I’ve been busy, head buried in deadlines to the point where I’d forgotten what day it was until I came up for air. And lo, and behold, it’s Tuesday!
Now that I’m in editing, vs. writing madly mode, it means I have a chance to get ready for my upcoming steampunk events, namely Steamcon III, which will be in the Seattle area in mid Oct.
Ever since they announced the theme of 20,000 Leagues Under the Sea last year, I’ve been dooling ideas for costumes. I’ve bought my yards upon yards of turquoise colored satin, some fabric that has a brass look to it for the “peek-a-boo” porthole I’m planning in the bodice and I’m working on how to make the glittering sheer fabric I have turn out like scales if I overlap it correctly.
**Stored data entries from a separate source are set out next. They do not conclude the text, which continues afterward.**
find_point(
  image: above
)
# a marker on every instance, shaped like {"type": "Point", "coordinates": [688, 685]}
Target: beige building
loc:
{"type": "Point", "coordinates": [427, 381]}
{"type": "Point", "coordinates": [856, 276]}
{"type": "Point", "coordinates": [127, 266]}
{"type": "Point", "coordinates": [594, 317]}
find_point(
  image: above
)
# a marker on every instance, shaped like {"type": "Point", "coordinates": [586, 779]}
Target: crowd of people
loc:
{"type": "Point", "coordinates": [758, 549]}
But how to do you take a sketch or idea to a finished outfit? I usually start with a pattern and modify (as so many of steampunk ilk often do). I’ll take a bodice from one pattern, the sleeves from another, mish mash the skirt out of different bits depending on the effect. And, in the case of creating a fish-tail fan train, I might just have to make a pattern bit myself out of brown wrapping paper folded and messed with until it does what I think it should.
But if that seems overwhelming to you, do not dispair! Steampunk is finding it’s way into the mainstream pattern manufacturers. If you’ve been interested in creating your own steampunk-worthy clothing Simplicity now offers several patterns that are fantastic as a base (or to try all by themselves just as they are if this is your first run around sewing). I’ve acutally already bought both myself!
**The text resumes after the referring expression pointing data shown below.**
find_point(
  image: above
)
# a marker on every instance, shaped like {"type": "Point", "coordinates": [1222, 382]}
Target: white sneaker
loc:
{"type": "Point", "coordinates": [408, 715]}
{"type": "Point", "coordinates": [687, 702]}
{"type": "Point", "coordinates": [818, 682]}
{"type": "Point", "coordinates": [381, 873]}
The first pattern has a fantastic jacket that’s bolero length in the front but has a wide, sweeping skirt-worthy train to the back of it. It also has a sort of mini-bustle pattern in it (perfect if you want to make two or three for different outfits). I also especially liked the crimped look to the hemline on the skirt. (may have to look at that more closely for creating the fish-tail in my planned project.)
The second pattern has a button shirt-waist with long sleeves, a skirt with nice ruffle detailing at the bottom and a kind of pseudo bustle that can be added to the skirt.
If you are into western steampunk, I’ve found this pattern to be a fantastic base for doing all kinds of things! The bustle on it is very useful and extremely simple to create.
Since I’m going to be starting my sewing projects shortly, I’ll start posting progress of the projects here on Tuesdays.
Until then, what kind of thing would you consider making for your next outfit?